Anderson, who is from Cottonwood Heights, now lives in Heber and started Little Crazy People there. She now has weekly classes in Sandy as well as Cottonwood Heights. Kids get to move around while they learn. In one lesson, kids practice learning their colors as they pick up colored balls from the middle of the room and put them in baskets of the corresponding color.

“Little 1-year-olds pick up the balls but don’t have their colors yet,” Anderson said. “Three-year-olds work on their colors. If they get the lesson, great. If not, they learned something anyway like sharing and social skills.”

Anderson brings a rich background to the program. She gained a lot of experience individualizing education as a special education teacher for around 10 years. Hoping to help affect change in education policy, she went to law school and became a lawyer. She practiced law part time after staring a family, then decided to take a hiatus from law as her family grew.

Finding classes or activities that would work for her children was a challenge. “It made me feel like a mom failure because I couldn’t find a class,” she said. Anderson emphasizes a friendly environment where kids can be kids.

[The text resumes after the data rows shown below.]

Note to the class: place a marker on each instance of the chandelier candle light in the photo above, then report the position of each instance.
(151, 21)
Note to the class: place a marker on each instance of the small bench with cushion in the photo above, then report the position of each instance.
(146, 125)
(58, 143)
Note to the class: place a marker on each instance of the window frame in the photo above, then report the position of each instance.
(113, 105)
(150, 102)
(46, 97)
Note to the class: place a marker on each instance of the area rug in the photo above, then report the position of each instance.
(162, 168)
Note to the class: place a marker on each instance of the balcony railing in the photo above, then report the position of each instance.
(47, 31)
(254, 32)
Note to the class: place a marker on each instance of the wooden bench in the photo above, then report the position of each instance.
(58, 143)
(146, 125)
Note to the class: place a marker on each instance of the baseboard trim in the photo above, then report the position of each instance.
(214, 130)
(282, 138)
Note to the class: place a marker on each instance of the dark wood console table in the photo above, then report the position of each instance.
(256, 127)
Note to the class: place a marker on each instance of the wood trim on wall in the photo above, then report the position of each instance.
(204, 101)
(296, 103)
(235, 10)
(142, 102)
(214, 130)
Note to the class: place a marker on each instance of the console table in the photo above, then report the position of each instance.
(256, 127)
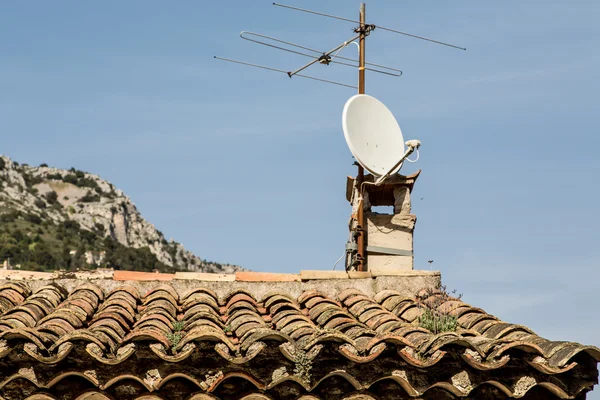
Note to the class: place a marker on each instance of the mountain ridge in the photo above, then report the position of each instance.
(97, 224)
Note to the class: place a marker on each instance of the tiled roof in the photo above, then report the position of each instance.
(120, 340)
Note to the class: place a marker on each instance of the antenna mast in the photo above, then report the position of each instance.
(360, 217)
(358, 227)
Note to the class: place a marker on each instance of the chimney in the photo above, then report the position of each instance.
(388, 236)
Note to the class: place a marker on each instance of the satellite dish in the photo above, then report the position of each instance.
(373, 135)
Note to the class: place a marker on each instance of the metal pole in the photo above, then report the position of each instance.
(361, 172)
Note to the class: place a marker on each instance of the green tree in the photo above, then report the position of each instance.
(51, 197)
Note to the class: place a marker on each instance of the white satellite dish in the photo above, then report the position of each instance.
(374, 136)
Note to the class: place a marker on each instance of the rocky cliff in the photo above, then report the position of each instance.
(55, 199)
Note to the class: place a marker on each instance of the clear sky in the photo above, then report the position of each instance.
(249, 167)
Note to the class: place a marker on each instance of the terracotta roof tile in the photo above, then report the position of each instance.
(161, 342)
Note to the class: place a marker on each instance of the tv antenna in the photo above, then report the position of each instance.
(358, 105)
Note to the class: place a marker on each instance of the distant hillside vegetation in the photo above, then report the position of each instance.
(69, 219)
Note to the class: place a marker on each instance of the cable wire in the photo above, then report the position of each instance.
(378, 27)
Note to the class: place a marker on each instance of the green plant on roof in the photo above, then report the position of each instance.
(176, 336)
(302, 366)
(434, 316)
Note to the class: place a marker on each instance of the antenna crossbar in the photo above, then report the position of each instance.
(378, 27)
(326, 54)
(245, 35)
(285, 72)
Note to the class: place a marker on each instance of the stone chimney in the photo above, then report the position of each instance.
(388, 236)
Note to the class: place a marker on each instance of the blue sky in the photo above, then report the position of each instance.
(248, 167)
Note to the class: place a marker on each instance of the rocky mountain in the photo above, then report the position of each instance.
(52, 218)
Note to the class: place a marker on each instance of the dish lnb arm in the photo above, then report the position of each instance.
(411, 145)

Parents can sign their toddlers up for Little Crazy People through the Cottonwood Heights Recreation Center. Classes are once per week and grouped into monthly sessions from September through May. Anderson then takes her work on the road as she and her husband conduct summer camps in places like Georgia, Colorado and Washington, DC.

Anderson is excited to have classes in Cottonwood Heights, and she wants everyone to feel welcome.

“I want everybody to feel no judgement. We are patient with all the kids.”